對面說他是夏延:「阮願,你今天去工作室找我了?」
阮願:「嗯,想找你剪頭髮的。」
「夏姐說是一個乾淨清秀的Omega,我猜就是你。我在那兒當了半年實習生,能叫出我名字來的客人寥寥無幾,我和師傅他們比,技術是差了些,本來說年底派我出去學習的,結果……」
阮願從他的聲音里聽出幾分惆悵:「你為什麼辭職了?」
「蕭起辰不准我繼續做了。」沉默了幾秒鐘,再開口時,夏延難忍哭腔,「蕭起辰要把我賣給別人。
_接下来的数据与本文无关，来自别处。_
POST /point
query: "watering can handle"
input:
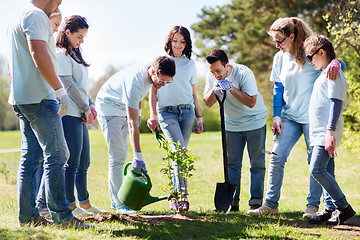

」
阮願一時未能理解他話里的意思:「什麼?」
「不好意思,阮願,我實在找不到其他人說這些話了。」夏延稀里糊塗地道歉,止不住抽噎,「我和蕭起辰簽了一年的合約,還剩下幾個月,他膩了,要把我轉給其他Alpha。我、我聽說那個Alpha在床上玩得很大,有很多折磨人的嗜好,我好害怕……我會不會被他玩死啊?」
阮願嘴唇微張,唇瓣顫抖。他跟著連沛這麼久,也知道b市這群富二代里,有些人行為惡劣至極,根本不配為人。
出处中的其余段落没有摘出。